Treviño chosen as November 2015’s “Author of the Month” on Houston Public Media
Houston Public Media radio host Eric Ladau interviewed Treviño for its website’s “Arte Público Press Author of the Month” feature, and along with the transcript, their conversation is available to listeners on the station’s interactive site through on-demand audio streaming here.
Click here to see all Arte Público authors featured on Houston Public Media.
About the Author:
JESÚS SALVADOR TREVIÑO is an award-winning filmmaker, known for his pioneering documentaries and feature films about the Chicano experience. He is the author of The Fabulous Sinkhole and Other Stories (Arte Público Press, 1995), The Skyscraper that Flew (Arte Público Press, 2005) and a critically acclaimed memoir, Eyewitness: A Filmmaker’s Memoir of the Chicano Movement (Arte Público Press, 2001).
About his latest book, Return to Arroyo Grande
In the opening piece, “Where Lost Things Reside,” rumor has it that Old Man Baldemar has died. Stories about the old geezer’s demise abound: he died of pneumonia; he was hit by a car, even killed by the big C. All Yoli Mendoza knows is that she’s lost the income from helping the perverse recluse with his grocery shopping. Entering the house she has never been allowed in before, she’s shocked to find it’s much larger than it appears from the street. And even odder, it’s full of items, each tagged with a name, city and date. There’s a room full of cell phones, drawers packed with rings, trays and trays of plastic lids … socks, watches, wallets, glasses! Was Baldemar the caretaker of all of the things that have been lost, no matter the time, city or even country?
Weird things continue to happen to the characters that renowned author and filmmaker Jesús Salvador Treviño introduced in his captivating debut, The Fabulous Sinkhole and Other Stories. At the theme park where Choo Choo Torres works, people begin to disappear—and then reappear slightly changed; are they moving back and forth between alternate universes? Charlie Villalobos keeps blacking out and losing days; could it be that he exists only in someone’s dreams?

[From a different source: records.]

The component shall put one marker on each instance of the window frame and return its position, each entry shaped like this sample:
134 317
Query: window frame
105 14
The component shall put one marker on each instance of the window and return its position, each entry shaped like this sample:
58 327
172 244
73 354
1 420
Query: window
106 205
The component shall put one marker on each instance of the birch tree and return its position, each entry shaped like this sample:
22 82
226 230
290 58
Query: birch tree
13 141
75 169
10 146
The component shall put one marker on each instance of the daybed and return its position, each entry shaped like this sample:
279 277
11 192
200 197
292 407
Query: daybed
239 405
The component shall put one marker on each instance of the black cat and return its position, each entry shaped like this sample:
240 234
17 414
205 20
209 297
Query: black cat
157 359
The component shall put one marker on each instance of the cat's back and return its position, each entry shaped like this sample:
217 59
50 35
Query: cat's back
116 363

And Jeannie de la Cruz has very distinct memories of seeing her partner Gale run over by a speeding taxi in Mexico City; how can she still be alive?
Many in these interrelated stories have left Arroyo Grande to follow their dreams, but in the raucous title story they all return to their home town in a resounding confirmation of the power of community. Weaving magical realism with issues of loss, memory, and identity, Jesús Salvador Treviño once again confirms his place as a powerful storyteller in Chicano—and American—literature.